Course Project, Practical Machine Learning

Summary:

Predicting incorrect, as well as correct, weight lifting

We built a classification model trained on data from accelerometers on a weight and the belt, arm and forearm (Figure 1, below) of six human subjects to predict whether they executed 10 repetitions of a simple Unilateral Dumbbell Biceps Curl exercise correctly, or not. See the Weight Lifting Exercises Dataset collected by the Human Activity Recognition project (HAR) at the Catholic University of Rio de Janeiro (Brazil).

We predicted six responses, labeled A through E, a correct lift (A) and five different incorrect lifts: throwing elbows forward (B), lifting only halfway (C), lowering only halfway( D), and throwing hips forward (E).
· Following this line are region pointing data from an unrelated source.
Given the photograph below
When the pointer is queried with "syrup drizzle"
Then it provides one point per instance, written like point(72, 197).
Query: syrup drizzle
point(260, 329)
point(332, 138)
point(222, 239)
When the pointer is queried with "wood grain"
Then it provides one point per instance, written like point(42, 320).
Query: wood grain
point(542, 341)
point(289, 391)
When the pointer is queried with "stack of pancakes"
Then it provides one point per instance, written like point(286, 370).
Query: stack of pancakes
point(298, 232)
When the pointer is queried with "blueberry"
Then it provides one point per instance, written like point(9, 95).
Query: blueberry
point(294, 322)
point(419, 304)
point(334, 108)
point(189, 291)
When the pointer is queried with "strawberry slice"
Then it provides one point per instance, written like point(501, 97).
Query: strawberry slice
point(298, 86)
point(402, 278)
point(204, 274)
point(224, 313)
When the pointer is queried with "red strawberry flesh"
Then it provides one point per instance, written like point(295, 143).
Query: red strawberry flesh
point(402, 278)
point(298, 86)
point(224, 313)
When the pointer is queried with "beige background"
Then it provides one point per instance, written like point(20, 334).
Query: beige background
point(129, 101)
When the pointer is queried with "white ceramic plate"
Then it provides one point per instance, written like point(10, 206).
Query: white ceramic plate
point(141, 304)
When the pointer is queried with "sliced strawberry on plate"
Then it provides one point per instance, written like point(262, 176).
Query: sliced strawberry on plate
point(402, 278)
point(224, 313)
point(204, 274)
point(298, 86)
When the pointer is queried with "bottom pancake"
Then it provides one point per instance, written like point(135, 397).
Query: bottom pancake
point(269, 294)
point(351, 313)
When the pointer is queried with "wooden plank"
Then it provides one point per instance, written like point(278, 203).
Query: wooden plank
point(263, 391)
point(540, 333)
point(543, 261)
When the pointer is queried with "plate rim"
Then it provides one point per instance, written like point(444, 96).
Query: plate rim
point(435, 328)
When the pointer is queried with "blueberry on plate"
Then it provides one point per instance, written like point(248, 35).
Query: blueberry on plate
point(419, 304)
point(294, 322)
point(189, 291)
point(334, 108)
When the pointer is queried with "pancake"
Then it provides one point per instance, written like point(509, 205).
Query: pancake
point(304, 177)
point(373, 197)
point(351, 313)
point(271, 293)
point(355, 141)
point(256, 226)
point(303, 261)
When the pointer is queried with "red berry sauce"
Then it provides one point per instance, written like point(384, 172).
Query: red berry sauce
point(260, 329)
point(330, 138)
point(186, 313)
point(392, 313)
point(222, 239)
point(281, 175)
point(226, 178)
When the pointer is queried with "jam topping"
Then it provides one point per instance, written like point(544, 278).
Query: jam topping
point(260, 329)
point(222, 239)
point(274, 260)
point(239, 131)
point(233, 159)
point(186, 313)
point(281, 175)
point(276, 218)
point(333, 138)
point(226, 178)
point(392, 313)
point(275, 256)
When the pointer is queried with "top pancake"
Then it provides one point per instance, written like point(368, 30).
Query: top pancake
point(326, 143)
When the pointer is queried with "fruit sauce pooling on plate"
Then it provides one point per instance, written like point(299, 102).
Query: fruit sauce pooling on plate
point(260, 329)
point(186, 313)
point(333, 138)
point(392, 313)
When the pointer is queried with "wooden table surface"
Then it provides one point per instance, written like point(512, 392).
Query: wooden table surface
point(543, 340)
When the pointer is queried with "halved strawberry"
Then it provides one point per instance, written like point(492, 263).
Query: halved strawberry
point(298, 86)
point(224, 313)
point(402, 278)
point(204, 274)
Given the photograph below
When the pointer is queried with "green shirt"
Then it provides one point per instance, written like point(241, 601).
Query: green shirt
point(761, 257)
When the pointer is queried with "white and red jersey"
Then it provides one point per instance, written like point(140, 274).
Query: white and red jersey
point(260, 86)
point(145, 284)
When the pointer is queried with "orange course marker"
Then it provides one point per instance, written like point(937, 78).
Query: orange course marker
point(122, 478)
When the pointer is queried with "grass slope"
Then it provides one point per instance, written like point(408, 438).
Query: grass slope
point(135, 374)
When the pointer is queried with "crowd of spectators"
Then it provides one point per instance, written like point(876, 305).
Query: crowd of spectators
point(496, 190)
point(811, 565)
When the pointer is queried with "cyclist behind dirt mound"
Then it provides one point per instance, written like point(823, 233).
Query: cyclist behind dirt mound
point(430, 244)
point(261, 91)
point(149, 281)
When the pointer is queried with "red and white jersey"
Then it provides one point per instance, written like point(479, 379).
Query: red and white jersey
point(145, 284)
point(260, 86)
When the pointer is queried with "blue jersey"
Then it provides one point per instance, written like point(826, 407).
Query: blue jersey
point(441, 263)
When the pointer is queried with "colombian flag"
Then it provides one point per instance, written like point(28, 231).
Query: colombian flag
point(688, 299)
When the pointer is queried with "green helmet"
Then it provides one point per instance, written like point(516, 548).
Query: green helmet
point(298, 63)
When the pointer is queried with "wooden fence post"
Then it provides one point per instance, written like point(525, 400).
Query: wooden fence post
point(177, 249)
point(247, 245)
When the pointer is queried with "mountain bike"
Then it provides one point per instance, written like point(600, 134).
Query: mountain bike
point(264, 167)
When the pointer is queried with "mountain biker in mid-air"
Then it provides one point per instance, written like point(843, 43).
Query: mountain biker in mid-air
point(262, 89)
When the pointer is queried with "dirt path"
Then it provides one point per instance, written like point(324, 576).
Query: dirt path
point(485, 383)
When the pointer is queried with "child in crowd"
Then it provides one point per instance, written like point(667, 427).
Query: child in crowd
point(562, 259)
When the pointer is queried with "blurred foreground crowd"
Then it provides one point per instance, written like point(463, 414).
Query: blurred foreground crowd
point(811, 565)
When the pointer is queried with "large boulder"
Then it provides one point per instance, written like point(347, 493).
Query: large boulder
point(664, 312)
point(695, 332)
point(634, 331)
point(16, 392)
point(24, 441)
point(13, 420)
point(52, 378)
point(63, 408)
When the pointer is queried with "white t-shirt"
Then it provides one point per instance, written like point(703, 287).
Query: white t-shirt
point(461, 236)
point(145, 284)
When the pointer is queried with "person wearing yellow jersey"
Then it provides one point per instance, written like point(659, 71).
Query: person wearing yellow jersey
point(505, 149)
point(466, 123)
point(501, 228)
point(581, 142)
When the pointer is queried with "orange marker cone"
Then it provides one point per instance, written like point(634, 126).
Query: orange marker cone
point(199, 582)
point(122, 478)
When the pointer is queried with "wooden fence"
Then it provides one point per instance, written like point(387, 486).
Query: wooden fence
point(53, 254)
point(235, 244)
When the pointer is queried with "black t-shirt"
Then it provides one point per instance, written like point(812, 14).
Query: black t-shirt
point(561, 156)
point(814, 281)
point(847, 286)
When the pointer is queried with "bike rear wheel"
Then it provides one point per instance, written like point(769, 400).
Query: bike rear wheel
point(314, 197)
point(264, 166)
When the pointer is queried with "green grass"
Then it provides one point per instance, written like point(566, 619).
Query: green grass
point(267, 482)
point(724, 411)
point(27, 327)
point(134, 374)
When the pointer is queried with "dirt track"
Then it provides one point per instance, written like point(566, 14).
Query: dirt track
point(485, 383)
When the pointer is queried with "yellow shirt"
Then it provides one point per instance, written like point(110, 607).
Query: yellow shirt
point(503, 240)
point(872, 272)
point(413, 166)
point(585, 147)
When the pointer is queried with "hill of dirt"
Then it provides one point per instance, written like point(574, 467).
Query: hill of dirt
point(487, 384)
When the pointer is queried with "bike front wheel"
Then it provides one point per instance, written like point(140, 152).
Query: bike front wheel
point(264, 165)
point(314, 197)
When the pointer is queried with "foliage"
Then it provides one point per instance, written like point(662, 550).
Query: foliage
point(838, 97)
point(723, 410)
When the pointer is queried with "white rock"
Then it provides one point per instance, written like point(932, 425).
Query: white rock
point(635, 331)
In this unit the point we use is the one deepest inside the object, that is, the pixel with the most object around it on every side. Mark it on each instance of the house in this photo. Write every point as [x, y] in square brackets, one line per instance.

Since we predicted those responses without any subject matter expertise to select plausible causal features, we built four alternative models that select features automatically. Then, we assessed their Out of Sample Error with cross-validation on a training subset and their Accuracy in predicting a separate validation subset. No model stacking was necessary.

Finally, we made predictions on a very small testing set with the most accurate model, cross-validated Random Forest. Its Accuracy was only slightly higher than a much faster Support Vector Machines model and a slightly faster Generalized Boosted-regression Model. Each of those three were much more accurate than a Linear Discriminant Analysis model.

Fig. 1, Location of Accelerometers: Courtesy of HAR

library(plyr)
library(dplyr)
library(caret)
library(kernlab)
library(randomForest)
library(ggplot2)
library(ggthemes)
options(digits = 3, max.print = 200)

Getting the Dataset

We used a version of the original dataset already split into a very large training set (N=19622) and a very small testing set (N=20) for the Practical Machine Learning course. They contained 160 features.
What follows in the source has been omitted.